The problem with writing down principal is that it is a violation of the existing contracts that the lenders have with the bondholders, many of whom are from other countries. It would require the consent of the bondholders to change the contracts so that the lender could write off part of the principal. It’s a big problem.
The slicing and dicing means that there may be many several contracts involved in the write down on one house. When the idea was first proposed in the nineties, the computer would make it possible to keep track of the slices and dices. But, in practice, is it possible?
There is a lively debate on “mark to market”. It is not the gov that does “mark to market”. It’s GAAP accounting rules. Some suggest a model of “future revenue stream”, pricing in a percentage of impairment or default.
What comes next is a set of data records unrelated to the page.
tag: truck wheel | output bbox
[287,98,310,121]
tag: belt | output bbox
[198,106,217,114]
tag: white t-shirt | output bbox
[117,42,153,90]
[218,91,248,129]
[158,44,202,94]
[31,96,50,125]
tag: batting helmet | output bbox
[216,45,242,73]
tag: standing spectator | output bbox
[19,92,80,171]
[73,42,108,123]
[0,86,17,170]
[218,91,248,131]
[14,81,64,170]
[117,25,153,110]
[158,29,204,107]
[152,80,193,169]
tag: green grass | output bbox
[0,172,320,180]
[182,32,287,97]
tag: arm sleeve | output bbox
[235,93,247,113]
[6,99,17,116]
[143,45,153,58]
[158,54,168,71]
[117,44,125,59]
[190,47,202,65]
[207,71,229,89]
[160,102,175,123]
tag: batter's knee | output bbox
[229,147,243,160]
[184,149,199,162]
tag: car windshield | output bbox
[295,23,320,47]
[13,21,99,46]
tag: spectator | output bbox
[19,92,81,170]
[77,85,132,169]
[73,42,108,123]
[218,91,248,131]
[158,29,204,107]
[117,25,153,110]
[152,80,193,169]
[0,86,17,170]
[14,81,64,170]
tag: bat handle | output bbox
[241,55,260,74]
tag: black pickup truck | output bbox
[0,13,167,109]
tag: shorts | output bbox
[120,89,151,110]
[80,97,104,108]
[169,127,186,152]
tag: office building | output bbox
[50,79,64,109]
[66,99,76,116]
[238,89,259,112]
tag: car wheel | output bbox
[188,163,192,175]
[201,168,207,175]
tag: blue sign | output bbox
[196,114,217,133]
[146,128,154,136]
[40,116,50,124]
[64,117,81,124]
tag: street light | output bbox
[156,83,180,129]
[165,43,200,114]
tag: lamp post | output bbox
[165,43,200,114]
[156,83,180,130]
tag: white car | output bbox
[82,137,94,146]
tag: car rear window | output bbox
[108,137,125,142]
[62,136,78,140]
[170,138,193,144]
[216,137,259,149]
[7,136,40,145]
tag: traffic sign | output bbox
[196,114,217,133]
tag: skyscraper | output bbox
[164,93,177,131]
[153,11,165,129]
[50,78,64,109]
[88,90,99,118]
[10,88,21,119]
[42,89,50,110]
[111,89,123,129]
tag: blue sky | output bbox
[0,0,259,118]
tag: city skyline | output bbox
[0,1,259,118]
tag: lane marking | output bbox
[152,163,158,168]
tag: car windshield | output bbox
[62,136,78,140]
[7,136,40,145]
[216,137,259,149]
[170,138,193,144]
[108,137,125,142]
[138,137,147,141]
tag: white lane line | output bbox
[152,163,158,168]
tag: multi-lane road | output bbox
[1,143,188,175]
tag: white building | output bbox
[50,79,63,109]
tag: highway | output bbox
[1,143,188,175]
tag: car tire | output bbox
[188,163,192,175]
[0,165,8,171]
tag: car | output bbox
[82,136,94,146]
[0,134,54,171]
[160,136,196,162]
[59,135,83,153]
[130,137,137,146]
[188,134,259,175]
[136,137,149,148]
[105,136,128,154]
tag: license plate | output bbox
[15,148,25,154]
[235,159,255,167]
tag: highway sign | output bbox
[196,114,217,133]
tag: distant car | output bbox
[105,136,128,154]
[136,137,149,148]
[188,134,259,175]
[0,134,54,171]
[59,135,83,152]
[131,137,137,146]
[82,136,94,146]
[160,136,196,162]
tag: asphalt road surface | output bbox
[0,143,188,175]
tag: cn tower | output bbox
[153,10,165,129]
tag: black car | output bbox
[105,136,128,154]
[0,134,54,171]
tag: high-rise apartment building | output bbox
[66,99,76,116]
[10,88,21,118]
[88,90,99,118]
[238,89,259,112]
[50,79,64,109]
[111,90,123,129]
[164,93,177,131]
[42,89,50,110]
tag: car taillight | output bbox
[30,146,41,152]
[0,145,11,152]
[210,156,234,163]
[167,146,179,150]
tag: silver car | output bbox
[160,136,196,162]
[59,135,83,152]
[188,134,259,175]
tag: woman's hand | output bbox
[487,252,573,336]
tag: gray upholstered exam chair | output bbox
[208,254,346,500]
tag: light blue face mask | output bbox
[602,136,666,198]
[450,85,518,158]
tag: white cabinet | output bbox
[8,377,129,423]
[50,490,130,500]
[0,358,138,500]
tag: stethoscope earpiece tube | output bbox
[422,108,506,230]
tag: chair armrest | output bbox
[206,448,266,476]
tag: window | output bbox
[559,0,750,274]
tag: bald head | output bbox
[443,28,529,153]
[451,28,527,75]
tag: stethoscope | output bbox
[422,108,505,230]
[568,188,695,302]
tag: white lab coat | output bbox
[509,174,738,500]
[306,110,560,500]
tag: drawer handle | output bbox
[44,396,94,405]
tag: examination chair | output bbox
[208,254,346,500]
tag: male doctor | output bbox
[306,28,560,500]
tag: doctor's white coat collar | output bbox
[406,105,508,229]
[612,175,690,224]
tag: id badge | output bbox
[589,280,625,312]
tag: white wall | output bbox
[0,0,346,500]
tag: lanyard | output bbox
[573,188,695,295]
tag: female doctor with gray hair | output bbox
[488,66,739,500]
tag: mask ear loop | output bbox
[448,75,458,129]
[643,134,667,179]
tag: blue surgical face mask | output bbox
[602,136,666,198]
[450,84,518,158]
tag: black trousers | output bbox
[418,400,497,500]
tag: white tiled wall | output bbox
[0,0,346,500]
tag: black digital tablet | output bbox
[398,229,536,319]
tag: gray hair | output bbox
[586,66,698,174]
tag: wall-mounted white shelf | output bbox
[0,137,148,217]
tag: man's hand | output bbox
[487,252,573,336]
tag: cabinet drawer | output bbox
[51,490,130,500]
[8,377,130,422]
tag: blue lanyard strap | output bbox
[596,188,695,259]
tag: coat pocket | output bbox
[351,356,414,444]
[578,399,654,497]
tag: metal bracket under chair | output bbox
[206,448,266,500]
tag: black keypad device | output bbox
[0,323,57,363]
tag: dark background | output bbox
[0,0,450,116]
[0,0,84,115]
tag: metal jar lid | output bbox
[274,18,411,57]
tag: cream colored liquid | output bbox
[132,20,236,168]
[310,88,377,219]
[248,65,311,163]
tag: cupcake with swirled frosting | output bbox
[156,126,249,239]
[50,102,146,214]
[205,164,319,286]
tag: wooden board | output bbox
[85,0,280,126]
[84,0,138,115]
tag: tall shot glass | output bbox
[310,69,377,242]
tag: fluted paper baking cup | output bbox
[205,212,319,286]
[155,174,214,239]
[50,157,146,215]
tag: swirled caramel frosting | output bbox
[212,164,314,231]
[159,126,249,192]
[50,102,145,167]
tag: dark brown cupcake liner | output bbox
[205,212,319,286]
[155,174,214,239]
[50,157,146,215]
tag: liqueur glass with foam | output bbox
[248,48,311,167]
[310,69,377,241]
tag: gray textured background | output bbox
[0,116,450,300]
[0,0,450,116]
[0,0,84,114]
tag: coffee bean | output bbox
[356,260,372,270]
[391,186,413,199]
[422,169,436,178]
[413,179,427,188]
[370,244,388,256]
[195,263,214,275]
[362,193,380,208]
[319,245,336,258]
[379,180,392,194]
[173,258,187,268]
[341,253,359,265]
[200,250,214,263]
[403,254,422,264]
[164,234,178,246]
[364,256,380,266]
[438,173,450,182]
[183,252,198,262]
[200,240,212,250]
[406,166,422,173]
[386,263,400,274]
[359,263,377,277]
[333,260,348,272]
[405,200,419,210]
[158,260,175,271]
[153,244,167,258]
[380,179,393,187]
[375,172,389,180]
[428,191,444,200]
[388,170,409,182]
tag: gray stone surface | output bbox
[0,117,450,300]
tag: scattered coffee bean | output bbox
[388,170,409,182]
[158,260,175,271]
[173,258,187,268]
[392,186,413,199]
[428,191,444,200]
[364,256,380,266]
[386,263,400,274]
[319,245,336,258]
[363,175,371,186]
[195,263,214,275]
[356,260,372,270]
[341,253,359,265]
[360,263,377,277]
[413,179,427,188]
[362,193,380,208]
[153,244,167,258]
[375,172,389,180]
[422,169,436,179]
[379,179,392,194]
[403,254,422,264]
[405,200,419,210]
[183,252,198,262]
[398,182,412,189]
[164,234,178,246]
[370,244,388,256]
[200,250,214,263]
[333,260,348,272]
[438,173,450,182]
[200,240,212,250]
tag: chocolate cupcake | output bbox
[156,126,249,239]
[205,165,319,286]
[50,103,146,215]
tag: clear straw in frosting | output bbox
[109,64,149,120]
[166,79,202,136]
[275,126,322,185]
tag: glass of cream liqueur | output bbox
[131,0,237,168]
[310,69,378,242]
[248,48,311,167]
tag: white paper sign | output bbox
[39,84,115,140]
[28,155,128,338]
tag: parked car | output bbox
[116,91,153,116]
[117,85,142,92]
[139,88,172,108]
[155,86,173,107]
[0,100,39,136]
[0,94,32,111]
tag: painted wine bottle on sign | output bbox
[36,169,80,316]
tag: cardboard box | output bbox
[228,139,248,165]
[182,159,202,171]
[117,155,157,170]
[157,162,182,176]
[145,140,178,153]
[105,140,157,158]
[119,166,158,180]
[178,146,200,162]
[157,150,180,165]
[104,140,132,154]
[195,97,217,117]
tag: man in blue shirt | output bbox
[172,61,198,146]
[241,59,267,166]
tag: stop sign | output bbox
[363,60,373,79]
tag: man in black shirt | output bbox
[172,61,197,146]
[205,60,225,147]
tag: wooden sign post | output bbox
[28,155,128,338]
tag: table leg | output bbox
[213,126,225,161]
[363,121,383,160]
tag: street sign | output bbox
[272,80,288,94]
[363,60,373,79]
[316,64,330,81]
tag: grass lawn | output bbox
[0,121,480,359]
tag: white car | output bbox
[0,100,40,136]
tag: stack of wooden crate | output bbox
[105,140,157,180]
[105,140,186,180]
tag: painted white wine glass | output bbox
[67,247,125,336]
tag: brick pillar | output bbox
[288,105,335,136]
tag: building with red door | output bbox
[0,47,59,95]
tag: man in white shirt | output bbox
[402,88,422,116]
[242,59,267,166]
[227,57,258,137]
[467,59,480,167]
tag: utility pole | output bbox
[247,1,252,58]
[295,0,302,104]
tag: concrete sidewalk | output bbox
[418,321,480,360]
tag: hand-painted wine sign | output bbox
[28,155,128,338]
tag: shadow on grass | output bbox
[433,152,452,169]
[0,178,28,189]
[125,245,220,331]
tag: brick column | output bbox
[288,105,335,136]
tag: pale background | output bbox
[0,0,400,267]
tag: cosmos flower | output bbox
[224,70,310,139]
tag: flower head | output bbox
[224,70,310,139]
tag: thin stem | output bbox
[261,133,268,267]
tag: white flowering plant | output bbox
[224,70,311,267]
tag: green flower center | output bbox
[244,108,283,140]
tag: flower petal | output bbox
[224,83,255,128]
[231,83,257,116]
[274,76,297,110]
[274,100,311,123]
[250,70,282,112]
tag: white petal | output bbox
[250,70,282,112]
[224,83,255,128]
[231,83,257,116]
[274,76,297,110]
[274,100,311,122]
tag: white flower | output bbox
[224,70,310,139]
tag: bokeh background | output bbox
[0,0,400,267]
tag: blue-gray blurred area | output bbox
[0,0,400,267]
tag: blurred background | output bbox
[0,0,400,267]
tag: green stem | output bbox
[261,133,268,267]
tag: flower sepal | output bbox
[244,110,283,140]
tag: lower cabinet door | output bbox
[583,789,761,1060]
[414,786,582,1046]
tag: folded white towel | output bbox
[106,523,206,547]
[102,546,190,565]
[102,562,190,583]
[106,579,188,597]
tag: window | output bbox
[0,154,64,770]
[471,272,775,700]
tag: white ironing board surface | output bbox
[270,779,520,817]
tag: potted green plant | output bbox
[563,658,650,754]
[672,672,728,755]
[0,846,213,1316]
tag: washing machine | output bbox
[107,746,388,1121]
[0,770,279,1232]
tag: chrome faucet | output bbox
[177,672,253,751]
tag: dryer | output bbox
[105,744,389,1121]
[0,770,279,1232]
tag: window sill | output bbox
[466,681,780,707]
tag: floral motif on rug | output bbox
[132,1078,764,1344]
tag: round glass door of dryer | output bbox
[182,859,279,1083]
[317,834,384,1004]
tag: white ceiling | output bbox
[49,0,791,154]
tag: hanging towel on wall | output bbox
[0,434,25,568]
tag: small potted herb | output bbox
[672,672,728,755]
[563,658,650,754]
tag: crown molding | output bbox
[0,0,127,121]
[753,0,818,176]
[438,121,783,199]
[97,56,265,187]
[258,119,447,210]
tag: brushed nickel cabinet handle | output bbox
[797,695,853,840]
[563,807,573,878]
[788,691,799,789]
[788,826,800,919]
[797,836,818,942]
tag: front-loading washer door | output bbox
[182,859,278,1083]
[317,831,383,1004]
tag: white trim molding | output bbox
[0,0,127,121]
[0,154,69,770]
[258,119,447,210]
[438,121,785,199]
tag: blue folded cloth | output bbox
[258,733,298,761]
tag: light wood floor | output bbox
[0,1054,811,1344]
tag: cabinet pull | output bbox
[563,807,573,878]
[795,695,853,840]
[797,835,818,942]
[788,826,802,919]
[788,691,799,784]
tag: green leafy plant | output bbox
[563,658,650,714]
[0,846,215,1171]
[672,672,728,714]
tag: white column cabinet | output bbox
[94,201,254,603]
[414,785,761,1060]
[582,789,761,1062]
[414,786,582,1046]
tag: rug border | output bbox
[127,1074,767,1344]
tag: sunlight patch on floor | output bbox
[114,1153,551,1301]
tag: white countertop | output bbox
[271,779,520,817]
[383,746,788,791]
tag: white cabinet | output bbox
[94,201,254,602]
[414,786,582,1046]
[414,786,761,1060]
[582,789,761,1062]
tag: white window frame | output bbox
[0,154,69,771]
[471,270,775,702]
For a simple example, if you have an MBS of $1000, with a 10 year life, and the anticipated revenue stream is $17 a month for 120 months, why not price in an impairment or default of 20%, for example, and mark the MBS at $800? As it is now, some of these are being priced as low as $200, if there is much of a market for it at all. After Enron, changes to the “mark to market” rule are viewed skeptically by economists/accountants. Asset pricing has to have some basis other than the figment of someone’s imagination. However, it is difficult for some of these long term complex products where there is no market.
As to who pays for the eval, that’s a good debate. Most homeowners who are defaulting don’t have the money so as a matter of practicality, either the lender or the gov needs to pick up the tab. It is too onerous for the gov to pay promptly for these evals, so it would probably be best if the lender picked up the initial cost for the eval, then submitted a voucher to the gov. That puts a cash flow hurt on the lender, but I think they would prefer that to the limbo many of them are in now. They can at least show that as a good accounts receivable. The cost of the eval would then be included in the homeowner’s “gain” that they would pay taxes on.
Almost every plan I have read has some fault, some legal or moral hazard stumbling block.